MANIFESTO, JAKARTA– Sebanyak lima orang penambang emas asal Sulawesi Selatan ditemukan tewas tertimbun longsoran tanah di tambang ilegal blok Nipah-Nipah, Desa Sekatak Buji, Kecamatan Sekatak, Bulungan, Kalimantan Utara.

“Tiga korban ditemukan pada Senin malam (19 Oktober 2020) kemudian dibawa ke Puskesmas Sekatak, kondisi meninggal dunia akibat longsoran tanah di dalam lobang di lokasi Nipah-Nipah Desa Sekatak,” kata Kabid Humas Polda Kalimantan Utara AKBP Budi Rachmat melalui pesan singkat yang diterima di Tarakan, seperti dilansir Detik.com, Selasa 20 Oktober 2020.

Bacaan Lainnya

Adapun tiga korban yang dibawa ke Puskesmas Sekatak yakni Arfa (23) warga Kecamatan Towuti, Kabupaten Luwu Timur, Sulawesi Selatan. Lalu, Ichsan (20) warga Kecamatan Tana Lili, Kabupaten Luwu Utara, Sulawesi Selatan dan Muhamad Fuad (25) warga Kecamatan Bone-Bone Kabupaten Luwu Utara, Sulawesi Selatan.

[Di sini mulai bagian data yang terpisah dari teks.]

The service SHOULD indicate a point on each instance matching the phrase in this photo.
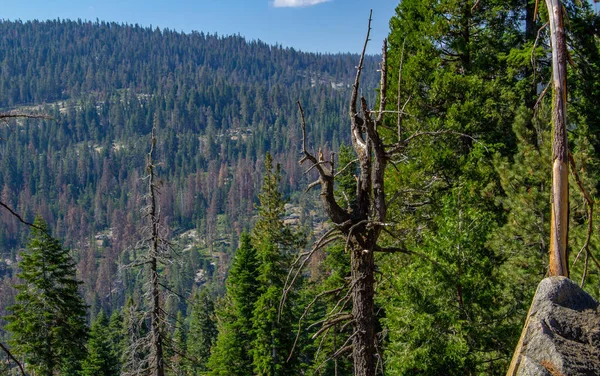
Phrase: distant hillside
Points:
(220, 103)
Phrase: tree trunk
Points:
(559, 221)
(363, 350)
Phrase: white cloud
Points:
(296, 3)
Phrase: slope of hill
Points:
(219, 103)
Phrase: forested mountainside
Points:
(218, 103)
(436, 188)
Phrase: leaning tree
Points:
(359, 223)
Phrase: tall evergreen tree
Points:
(275, 243)
(48, 320)
(203, 331)
(100, 360)
(231, 353)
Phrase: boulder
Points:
(561, 336)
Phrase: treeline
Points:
(218, 103)
(460, 249)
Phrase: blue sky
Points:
(308, 25)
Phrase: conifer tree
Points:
(203, 331)
(100, 360)
(231, 353)
(48, 320)
(275, 243)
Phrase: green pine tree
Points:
(100, 360)
(275, 244)
(231, 354)
(203, 331)
(47, 323)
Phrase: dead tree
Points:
(158, 251)
(362, 225)
(559, 220)
(4, 117)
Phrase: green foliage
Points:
(449, 314)
(203, 332)
(101, 359)
(231, 354)
(275, 244)
(47, 323)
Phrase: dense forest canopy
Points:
(454, 224)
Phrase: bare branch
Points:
(332, 322)
(383, 82)
(18, 216)
(12, 357)
(359, 70)
(306, 310)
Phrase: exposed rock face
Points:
(561, 336)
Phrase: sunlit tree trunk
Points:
(559, 222)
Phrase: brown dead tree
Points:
(4, 118)
(559, 221)
(361, 226)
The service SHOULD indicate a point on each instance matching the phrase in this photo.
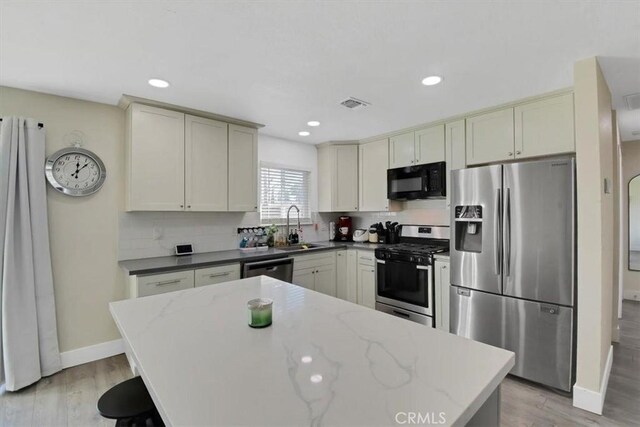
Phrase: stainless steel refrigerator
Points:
(513, 264)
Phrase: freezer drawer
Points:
(477, 315)
(539, 334)
(541, 337)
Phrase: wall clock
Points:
(75, 171)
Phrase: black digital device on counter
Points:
(184, 249)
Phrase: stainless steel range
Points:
(404, 278)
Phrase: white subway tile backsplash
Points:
(206, 231)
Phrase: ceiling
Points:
(285, 63)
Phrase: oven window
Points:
(406, 185)
(402, 281)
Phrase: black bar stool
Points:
(130, 405)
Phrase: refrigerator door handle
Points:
(507, 232)
(497, 234)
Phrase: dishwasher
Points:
(281, 269)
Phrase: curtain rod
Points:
(40, 125)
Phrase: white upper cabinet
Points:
(338, 178)
(347, 178)
(454, 151)
(180, 162)
(545, 127)
(402, 150)
(430, 147)
(243, 169)
(205, 164)
(417, 148)
(155, 159)
(490, 137)
(374, 162)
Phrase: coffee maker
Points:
(344, 229)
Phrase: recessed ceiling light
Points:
(316, 378)
(431, 80)
(159, 83)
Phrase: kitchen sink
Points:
(300, 247)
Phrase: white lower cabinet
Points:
(316, 272)
(341, 274)
(305, 277)
(217, 274)
(366, 279)
(142, 286)
(442, 283)
(153, 284)
(352, 276)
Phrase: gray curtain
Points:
(29, 338)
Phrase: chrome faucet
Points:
(288, 213)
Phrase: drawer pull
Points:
(167, 282)
(226, 273)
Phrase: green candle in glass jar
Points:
(260, 312)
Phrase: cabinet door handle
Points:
(166, 282)
(226, 273)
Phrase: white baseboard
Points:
(593, 401)
(93, 352)
(615, 334)
(631, 294)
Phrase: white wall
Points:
(634, 214)
(594, 158)
(153, 234)
(630, 169)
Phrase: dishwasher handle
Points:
(268, 264)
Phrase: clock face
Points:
(75, 171)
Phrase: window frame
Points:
(294, 216)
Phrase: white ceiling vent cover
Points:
(353, 103)
(633, 101)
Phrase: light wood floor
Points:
(69, 397)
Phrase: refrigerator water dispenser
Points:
(468, 233)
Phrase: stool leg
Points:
(156, 420)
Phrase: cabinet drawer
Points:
(314, 260)
(217, 274)
(366, 258)
(161, 283)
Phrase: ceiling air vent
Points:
(633, 101)
(352, 103)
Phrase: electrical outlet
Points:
(157, 233)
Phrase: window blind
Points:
(279, 189)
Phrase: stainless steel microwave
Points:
(417, 182)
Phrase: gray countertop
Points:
(165, 264)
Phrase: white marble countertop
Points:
(324, 361)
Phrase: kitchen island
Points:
(323, 361)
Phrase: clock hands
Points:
(79, 169)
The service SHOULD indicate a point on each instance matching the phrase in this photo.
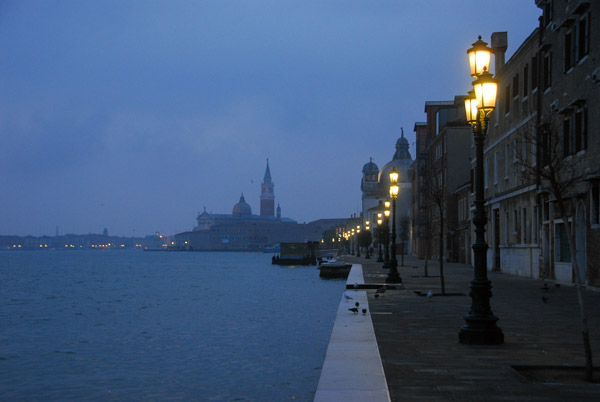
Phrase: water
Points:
(132, 325)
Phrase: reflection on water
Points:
(132, 325)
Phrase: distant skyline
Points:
(135, 115)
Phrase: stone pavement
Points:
(423, 360)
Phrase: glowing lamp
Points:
(479, 57)
(471, 108)
(486, 89)
(393, 176)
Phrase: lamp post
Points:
(357, 241)
(394, 276)
(480, 327)
(379, 235)
(386, 233)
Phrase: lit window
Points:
(561, 243)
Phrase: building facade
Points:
(544, 127)
(244, 231)
(375, 186)
(441, 172)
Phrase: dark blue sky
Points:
(134, 115)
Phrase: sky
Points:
(136, 115)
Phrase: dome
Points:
(242, 208)
(370, 167)
(401, 162)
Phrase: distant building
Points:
(244, 231)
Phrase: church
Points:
(244, 231)
(375, 186)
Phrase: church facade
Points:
(375, 184)
(244, 231)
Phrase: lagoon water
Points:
(132, 325)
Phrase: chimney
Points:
(499, 45)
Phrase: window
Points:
(506, 227)
(534, 70)
(525, 80)
(547, 71)
(561, 243)
(495, 167)
(524, 226)
(583, 37)
(534, 225)
(534, 148)
(595, 204)
(485, 172)
(575, 131)
(569, 48)
(506, 159)
(548, 14)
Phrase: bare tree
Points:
(543, 155)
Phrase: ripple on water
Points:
(183, 326)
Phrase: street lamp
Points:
(480, 327)
(367, 228)
(386, 212)
(379, 237)
(394, 276)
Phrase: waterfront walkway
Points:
(417, 337)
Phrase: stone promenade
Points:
(423, 360)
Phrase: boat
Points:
(333, 270)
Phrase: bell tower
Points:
(267, 194)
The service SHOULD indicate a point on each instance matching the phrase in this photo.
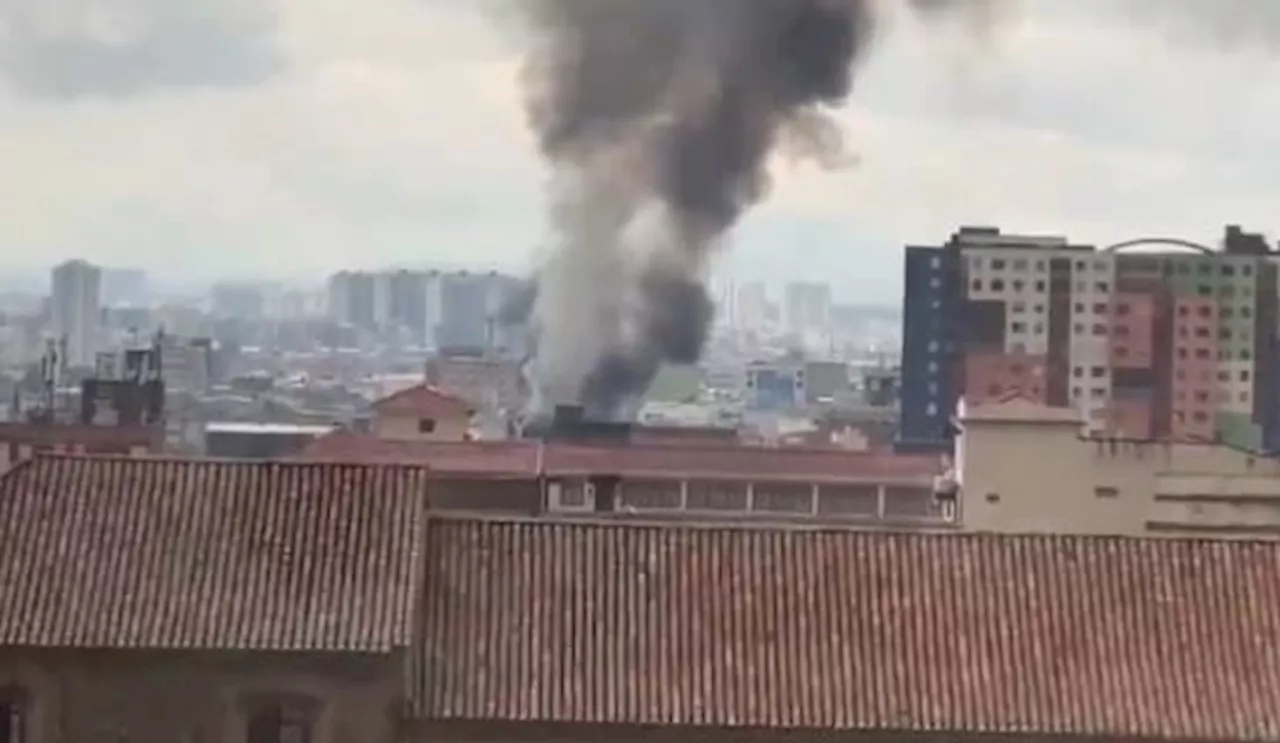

Kemudian pada hari Selasa 20 Oktober 2020 sekitar pukul 01.00 Wita juga telah dievakuasi dari dalam lobang tambang dua orang korban tewas dan langsung dibawa ke Puskesmas Sekatak. Keduanya yakni Yusuf Acco (26) warga Kecamatan Rantepao, Kabupaten Toraja Utara dan Suryadi (20) warga Kabupaten Luwu Utara, Sulsel.

Kelima orang korban telah divisum di Puskesmas Sekatak. Pihak keluarga akan memulangkan jenazah ke kampung halaman masing-masing di Sulawesi Selatan. “Evakuasi korban dari dalam lobang berjalan aman,” kata Budi.